The applicant, Mr. Dabetić, is of Slovenian origin and became stateless following the dissolution of the former Yugoslavia and has resided in Italy since 1989. In 2006, after his passport expired he unsuccessfully applied to regularise his stay before the Ministry of the Interior, however a number of shortcomings and delays in the administrative and judicial procedure in Italy meant that he was only recognised as stateless in 2013 by an Italian court. He was therefore in limbo and unable to regularise his stay for over seven years. With the assistance of Open Society Justice Initiative, he brought proceedings before the European Court of Human Rights in 2012, claiming that Italy had violated his right to respect for private and family life (Article 8 ECHR) as it was impossible for him to regularise his status, along with other alleged violations.
ENS and The AIRE Centre intervened in this case to highlight States’ obligations to protect stateless persons under the ECHR and the 1954 Convention Relating to the Status of Stateless Persons. Stateless persons may be affected by poverty, social exclusion, prevented from accessing education, housing, employment and healthcare, or be subject to arbitrary detention as a result of their marginalised status and inability to access effective remedies. Our submission underlines that States must have in place an accessible and effective route to regularisation for stateless persons, as the lack of such route may lead to a disproportionate interference with the right to respect for private and family life. It also reiterates that stateless persons must have a genuine possibility of accessing such measures or mechanisms to regularise their status. Read our full submission here.
The Court has already made ground-breaking judgments on this issue, in particular Hoti v. Croatia and Sudita Keita v. Hungary. In the latter, the Court found a violation of Article 8 even though the applicant had already been granted statelessness status, as it considered that the Hungarian authorities had failed to provide a route to regularisation for many years. The Open Society Justice Initiative criticised the Court’s decision to declare the application in Dabetić v Italy inadmissible, noting this was as a missed opportunity for the
court to affirm its own case law on the protection of stateless persons.
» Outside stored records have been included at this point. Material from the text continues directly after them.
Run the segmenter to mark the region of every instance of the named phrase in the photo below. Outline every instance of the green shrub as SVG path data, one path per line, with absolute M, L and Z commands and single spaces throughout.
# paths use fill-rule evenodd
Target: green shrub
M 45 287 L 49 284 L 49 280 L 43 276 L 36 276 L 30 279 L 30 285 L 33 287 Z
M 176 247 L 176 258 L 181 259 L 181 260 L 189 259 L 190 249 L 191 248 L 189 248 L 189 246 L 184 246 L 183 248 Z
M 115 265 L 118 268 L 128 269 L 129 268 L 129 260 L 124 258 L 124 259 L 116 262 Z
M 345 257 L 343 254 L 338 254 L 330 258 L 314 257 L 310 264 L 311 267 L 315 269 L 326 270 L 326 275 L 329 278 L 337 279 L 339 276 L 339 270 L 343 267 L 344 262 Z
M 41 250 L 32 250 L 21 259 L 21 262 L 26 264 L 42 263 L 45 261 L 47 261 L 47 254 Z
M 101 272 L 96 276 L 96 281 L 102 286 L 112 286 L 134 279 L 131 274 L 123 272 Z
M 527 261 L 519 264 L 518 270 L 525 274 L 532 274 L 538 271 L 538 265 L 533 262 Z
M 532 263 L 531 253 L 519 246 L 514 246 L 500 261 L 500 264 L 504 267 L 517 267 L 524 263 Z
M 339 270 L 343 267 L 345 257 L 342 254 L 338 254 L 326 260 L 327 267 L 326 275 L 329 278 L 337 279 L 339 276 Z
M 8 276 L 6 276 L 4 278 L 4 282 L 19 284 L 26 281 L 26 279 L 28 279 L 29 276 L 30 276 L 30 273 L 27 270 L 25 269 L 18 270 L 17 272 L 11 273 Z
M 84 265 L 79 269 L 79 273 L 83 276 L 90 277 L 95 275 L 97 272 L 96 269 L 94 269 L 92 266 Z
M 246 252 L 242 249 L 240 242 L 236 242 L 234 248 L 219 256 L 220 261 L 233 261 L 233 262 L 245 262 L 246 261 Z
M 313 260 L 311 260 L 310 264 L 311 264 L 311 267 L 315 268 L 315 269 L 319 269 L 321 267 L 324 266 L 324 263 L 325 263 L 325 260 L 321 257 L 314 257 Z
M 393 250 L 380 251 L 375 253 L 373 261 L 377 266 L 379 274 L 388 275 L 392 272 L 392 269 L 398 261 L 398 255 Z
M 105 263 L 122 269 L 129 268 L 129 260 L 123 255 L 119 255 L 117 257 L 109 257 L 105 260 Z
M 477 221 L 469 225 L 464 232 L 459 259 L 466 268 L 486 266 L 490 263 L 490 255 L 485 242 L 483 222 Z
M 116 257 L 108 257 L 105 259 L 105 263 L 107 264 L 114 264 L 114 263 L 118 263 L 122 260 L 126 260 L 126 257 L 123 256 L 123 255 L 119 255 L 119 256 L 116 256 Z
Lack of access to effective routes to regularisation for stateless persons remains a systemic issue across Europe that the European Court of Human Rights must address, as there continues to be a gap between accession and implementation of regional and international obligations in domestic law and practice. Only thirteen Council of Europe Member States have established dedicated procedures to identify and determine statelessness (SDPs), leading to a statelessness status, and some of these have severe shortcomings. We look forward to continuing working together with the courts and legal practitioners across Europe to address this.